Of course. The massacre plan had said ‘Kill Officer Snale’, but ‘Get John Destro’. Snale was only an obstacle. She could be disposed of easily. But this man was the focus. He was the catalyst for it all. He wouldn’t be killed right away. Not until he had fulfilled his purpose.





Chapter 110


I WAS DRAWN straight to the device around his neck, a clumsy thing secured with more silver duct tape that pulled at the loose skin around his throat. A plastic water bottle turned sideways sat under his chin, sloshing with pale brown, almost tea-coloured liquid. I could see wires and fixtures making bumps and veins in the tape around the top and bottom of the bottle. Inside the bottle, awash in the liquid, were more wires crisscrossing each other, tightly wrapped in black electrical tape.

The unprofessional look of the device added to the already deep lack of comprehension I was experiencing. I stood before the man in the chair and looked at the thing around his neck and couldn’t believe that it was in any way dangerous. It was so messily constructed, so awkward, that my only concern at that point was the gun on me and the man’s rapid breathing, threatening a heart attack.

I looked at the girl with the gun. Of course it had been her all along. From the moment I met her, she’d been desperate to make me and everyone around her aware of her searing dissatisfaction with the town, its people, her father, everything.

She was more than dissatisfied. She was angry. Over dinner her disgruntlement at her father’s racism tumbled off her lips like spittle. Her eyes had implored me from across the table. But I’d been uninterested. And that’s the automatic reaction she’d received most of her life, I imagined. A default dismissal of whatever bugged her. Pretty girl. White girl. Student. What could she possibly have to complain about? She flicked the gun towards a nearby chair and I went to it and sat down.
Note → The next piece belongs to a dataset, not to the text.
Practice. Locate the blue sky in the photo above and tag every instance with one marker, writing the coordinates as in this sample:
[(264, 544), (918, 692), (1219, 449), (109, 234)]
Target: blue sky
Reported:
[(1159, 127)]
‘I decided I wanted to use you for Day Zero when I found out you were in town,’ Bella began, smoothing her hair down with long, slow strokes. ‘It was so amazing, you coming, you being right in the middle of all this. I knew it was a sign. I’ve been watching you and the case with your brother from the beginning. I watched the footage of you going up to the courthouse for the first day of proceedings. You looked so distressed. I remember thinking at the time – you’re going to be the victim in this that nobody understands. You’re going to be the forgotten one. The forgotten victim.’

She glanced at her father. I followed her eyes, watched sweat rolling down his temple.

‘There will be people who sympathise with your brother,’ Bella said. ‘And there will be people who sympathise with the dead girls. Their families. But right in the middle of it all, there’s you. Nobody sympathises with you. Nobody believes you. I know what that feels like.’

She went to the dining-room table and carefully plucked up a tattered yellow envelope, thick as a dictionary. I noticed another gun on the table. Theo Campbell’s gun. Bella must have taken it the night she stopped the older officer on the road on the hillside, probably with a ruse similar to the one she’d used on me. Helpless, Bambi-legged. The one who needed management. She tossed the envelope onto the ground at her father’s feet. Dez winced. The liquid in the bottle at his throat sloshed.